Investing in Immigrant Europe

The attacks in Paris last month unleashed a welter of opinion about how to prevent further violence – whether by jihadist terrorists or against Muslim communities. But the focus of that debate risks eclipsing the much wider question of whether Europe has sown the seeds of disaffection through neglect of its immigrants.

BRUSSELS – In the wake of the terrorist attacks on Charlie Hebdo and a kosher supermarket in Paris, world leaders linked arms but not ideas. The attacks unleashed a welter of opinion about how to prevent further violence – whether by jihadist terrorists or against Muslim communities. But the focus of that debate risks eclipsing the much wider question of whether Europe has sown the seeds of disaffection through neglect of its immigrants.

Exactly 20 years ago, French moviegoers were shocked by a gritty, low-budget black-and-white film called “La Haine” (Hatred) that conveyed the poverty and sense of hopelessness in a run-down immigrant district of Paris. In the film, disaffected youngsters clash with police and go on a killing spree. The only thing that has changed since then is the growth of Islamic fundamentalism and the religious radicalization of some young people.

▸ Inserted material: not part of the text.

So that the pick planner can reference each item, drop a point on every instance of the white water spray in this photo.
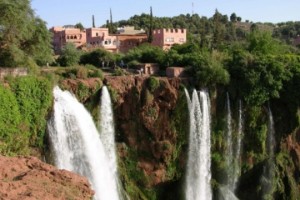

Only French Prime Minister Manuel Valls – the son of Spanish immigrants – has highlighted the issue, referring to the “social and ethnic apartheid” that has developed in his country. The need to address this outcome in France and across Europe has become more important than ever, as rioting and criminality by young and underprivileged immigrants are matched by the rise of far-right political parties.